14. The method of claim 12, further comprising:
identifying the second reliability based on the first reliability being smaller than or equal to the reference reliability;
selecting the second object data as the input data, based on whether the second reliability exceeds the reference reliability;
removing the first object data and the second object data based on the second reliability being smaller than or equal to the reference reliability; and
selecting third object data, which is based on sensor data obtained by a third sensor different from the first sensor and the second sensor, as the input data.
15. The method of claim 11, further comprising:
identifying the first location, which is generated by the first object data and which indicates a center point of a first bounding box corresponding to the external object;
identifying the second location, which is generated by the second object data and which indicates a center point of a second bounding box corresponding to the external object; and
determining whether a distance between the first location and the second location exceeds a reference distance.
16. The method of claim 15, further comprising:
removing the first object data and the second object data based on the distance between the first location and the second location exceeding the reference distance; and
selecting third object data, which is based on sensor data obtained by a third sensor different from the first sensor and the second sensor, as the input data.
17. The method of claim 15, further comprising:
determining whether the first reliability and the second reliability exceed reference reliability, based on a fact that the distance between the first location and the second location is smaller than or equal to the reference distance.
18. The method of claim 11, further comprising:
identifying a first bounding box, which is generated by the first object data and which corresponds to the external object;
identifying a second bounding box, which is generated by the second object data and which corresponds to the external object;
identifying an area where the first bounding box overlaps the second bounding box; and
training the second neural network model based on the overlapped area, or selecting at least one of the first object data, or the second object data, or combinations thereof as the input data.

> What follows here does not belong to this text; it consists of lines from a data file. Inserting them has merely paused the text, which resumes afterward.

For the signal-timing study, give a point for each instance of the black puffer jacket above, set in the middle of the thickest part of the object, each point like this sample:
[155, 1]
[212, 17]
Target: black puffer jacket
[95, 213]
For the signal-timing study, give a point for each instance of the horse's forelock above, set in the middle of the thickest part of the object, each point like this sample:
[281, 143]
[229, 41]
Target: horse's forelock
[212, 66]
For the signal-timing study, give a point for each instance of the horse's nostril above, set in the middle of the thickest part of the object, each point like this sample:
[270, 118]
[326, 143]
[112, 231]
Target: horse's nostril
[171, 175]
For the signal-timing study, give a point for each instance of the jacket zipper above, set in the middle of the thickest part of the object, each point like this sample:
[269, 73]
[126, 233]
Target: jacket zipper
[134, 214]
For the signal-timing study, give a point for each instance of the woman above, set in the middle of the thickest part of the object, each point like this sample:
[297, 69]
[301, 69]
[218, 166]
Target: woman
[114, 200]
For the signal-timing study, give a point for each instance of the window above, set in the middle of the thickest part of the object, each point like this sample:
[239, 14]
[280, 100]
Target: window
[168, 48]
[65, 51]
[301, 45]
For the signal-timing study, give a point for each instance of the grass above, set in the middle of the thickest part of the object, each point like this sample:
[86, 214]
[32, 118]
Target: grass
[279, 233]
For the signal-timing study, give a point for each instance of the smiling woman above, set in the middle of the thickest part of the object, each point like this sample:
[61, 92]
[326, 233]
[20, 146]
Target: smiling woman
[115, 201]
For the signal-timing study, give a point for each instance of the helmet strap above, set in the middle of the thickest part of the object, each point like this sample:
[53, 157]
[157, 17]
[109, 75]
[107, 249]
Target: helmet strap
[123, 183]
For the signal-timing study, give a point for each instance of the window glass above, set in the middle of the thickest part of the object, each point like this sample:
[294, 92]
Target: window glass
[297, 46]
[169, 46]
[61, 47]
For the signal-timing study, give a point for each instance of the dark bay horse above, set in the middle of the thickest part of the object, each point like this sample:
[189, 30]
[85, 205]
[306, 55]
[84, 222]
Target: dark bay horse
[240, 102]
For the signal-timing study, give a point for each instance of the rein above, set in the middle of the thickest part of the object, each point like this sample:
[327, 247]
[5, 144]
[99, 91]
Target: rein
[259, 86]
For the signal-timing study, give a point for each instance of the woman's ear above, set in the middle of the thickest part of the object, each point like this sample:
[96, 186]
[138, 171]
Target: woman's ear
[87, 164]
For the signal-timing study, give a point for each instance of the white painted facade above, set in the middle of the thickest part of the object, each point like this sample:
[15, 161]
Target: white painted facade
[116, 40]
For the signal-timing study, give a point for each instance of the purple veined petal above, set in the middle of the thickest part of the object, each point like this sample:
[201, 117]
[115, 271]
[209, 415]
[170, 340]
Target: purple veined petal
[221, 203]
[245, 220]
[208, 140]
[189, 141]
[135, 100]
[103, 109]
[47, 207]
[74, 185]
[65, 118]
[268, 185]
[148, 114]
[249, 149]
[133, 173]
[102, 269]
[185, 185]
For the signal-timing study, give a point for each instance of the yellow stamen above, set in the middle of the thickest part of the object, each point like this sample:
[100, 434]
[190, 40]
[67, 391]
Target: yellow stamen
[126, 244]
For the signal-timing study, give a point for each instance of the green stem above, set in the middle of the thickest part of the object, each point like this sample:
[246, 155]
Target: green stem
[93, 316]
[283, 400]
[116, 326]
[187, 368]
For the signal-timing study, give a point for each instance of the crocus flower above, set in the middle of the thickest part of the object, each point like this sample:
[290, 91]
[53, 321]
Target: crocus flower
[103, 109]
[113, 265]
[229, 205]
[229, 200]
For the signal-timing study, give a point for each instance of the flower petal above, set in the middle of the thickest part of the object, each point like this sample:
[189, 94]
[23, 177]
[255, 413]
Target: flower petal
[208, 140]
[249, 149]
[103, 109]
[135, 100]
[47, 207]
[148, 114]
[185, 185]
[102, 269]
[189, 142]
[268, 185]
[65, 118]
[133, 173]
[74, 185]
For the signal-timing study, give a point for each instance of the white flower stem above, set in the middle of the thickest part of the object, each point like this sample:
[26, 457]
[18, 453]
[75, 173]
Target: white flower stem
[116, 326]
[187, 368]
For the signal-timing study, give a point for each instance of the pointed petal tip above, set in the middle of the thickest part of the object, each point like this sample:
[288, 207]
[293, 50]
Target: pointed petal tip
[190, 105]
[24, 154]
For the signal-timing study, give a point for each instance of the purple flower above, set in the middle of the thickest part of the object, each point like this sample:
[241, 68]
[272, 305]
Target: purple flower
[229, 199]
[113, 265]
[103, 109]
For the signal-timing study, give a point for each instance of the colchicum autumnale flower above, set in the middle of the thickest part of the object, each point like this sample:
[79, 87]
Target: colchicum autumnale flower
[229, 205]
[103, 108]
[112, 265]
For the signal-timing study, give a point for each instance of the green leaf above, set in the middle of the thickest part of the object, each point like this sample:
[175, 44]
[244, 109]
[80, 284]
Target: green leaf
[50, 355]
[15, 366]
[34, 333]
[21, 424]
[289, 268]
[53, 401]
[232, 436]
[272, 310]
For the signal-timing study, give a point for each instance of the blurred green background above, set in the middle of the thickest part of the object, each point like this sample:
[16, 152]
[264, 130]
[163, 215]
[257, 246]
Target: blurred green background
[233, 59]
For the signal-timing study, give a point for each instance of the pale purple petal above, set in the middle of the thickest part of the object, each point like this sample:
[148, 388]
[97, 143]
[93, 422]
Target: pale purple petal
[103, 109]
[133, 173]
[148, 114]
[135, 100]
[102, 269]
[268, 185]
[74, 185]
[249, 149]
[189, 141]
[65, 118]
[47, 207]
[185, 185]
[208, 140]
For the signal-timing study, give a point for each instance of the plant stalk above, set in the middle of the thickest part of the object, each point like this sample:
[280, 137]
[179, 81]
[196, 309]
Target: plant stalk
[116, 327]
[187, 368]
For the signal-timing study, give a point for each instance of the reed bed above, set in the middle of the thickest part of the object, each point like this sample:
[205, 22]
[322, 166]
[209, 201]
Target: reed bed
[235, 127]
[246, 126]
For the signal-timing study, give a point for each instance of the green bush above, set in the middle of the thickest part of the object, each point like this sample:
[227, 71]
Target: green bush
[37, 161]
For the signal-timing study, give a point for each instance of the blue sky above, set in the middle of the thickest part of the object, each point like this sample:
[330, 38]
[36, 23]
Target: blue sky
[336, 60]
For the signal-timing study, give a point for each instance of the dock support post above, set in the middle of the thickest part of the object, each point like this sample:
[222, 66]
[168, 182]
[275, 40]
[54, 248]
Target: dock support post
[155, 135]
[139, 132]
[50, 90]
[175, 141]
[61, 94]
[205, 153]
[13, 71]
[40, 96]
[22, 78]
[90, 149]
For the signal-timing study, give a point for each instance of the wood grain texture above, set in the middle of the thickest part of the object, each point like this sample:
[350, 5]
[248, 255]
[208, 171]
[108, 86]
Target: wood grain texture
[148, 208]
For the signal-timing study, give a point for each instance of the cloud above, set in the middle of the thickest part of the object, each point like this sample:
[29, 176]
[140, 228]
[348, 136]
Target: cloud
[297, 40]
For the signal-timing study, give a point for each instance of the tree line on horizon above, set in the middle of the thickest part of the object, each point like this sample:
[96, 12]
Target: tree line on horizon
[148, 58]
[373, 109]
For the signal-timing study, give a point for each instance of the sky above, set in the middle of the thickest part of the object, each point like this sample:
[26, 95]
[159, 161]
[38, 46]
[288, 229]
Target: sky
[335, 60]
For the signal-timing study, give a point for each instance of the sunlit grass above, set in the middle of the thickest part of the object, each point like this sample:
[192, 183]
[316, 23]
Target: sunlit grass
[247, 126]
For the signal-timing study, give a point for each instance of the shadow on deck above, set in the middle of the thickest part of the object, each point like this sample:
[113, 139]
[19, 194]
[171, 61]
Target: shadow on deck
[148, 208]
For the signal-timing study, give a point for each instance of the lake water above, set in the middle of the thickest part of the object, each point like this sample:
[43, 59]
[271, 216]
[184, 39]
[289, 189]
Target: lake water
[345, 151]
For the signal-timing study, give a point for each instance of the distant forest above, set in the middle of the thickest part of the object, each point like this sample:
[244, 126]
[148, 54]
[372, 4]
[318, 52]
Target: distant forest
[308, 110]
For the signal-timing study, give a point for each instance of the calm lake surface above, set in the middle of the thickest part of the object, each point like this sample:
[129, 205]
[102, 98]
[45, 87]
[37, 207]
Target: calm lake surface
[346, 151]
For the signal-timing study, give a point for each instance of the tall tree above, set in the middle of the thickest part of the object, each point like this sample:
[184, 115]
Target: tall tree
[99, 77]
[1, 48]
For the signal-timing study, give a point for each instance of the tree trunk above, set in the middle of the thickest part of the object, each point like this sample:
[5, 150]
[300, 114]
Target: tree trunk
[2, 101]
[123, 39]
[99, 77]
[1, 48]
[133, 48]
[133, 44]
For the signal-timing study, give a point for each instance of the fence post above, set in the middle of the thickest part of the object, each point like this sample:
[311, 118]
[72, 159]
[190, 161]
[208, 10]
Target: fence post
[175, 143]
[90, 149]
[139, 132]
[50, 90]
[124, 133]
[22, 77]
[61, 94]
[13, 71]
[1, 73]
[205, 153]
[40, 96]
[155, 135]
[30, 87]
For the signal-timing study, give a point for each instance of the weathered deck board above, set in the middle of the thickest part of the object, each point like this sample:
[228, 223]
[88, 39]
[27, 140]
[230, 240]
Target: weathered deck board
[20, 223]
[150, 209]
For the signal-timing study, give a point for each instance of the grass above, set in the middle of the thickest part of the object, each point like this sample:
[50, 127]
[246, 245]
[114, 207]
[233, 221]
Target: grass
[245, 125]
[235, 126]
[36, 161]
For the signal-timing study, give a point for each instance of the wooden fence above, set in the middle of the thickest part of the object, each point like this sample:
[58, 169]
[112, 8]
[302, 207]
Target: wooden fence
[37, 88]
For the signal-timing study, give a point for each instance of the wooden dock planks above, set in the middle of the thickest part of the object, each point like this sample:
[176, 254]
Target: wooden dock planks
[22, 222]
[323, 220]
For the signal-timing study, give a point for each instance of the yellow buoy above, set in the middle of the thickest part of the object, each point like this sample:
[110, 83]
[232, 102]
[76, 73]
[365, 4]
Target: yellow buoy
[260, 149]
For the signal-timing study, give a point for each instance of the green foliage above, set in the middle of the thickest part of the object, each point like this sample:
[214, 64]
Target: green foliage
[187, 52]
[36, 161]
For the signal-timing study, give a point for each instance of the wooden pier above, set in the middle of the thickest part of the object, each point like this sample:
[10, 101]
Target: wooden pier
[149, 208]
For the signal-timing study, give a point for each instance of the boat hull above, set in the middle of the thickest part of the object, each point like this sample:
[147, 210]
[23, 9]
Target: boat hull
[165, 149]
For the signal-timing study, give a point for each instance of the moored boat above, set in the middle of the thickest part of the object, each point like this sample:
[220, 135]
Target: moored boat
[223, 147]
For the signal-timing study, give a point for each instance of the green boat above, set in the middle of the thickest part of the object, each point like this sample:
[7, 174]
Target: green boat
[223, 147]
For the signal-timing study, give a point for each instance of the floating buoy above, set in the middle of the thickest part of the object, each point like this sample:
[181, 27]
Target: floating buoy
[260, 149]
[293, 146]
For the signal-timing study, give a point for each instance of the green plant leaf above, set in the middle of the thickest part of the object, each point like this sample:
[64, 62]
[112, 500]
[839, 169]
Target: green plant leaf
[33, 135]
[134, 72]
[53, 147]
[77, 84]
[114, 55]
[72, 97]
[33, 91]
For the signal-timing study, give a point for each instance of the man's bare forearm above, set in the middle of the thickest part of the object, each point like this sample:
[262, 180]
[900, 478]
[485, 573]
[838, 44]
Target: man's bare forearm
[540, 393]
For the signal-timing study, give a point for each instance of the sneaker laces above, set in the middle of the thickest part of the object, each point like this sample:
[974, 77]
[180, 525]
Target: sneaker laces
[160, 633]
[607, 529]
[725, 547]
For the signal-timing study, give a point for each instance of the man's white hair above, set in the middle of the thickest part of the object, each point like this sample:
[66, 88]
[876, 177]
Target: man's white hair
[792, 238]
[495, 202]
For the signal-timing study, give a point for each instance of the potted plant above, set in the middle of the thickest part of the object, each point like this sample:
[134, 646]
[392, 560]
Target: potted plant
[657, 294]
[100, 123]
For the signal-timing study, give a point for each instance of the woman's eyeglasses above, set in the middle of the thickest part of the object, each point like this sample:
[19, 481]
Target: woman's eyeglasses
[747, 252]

19. The method of claim 11, further comprising:
identifying data uncertainty for the input data based on the first sensor data and the second sensor data, which are entered into the first neural network model;
identifying model uncertainty for the second neural network model based on a third neural network model different from the second neural network model; and
outputting the output data based on the input data, to which the data uncertainty is applied, and the second neural network model to which the model uncertainty is applied.
20. The method of claim 11, wherein the second neural network model includes a multi-layer perceptron neural network.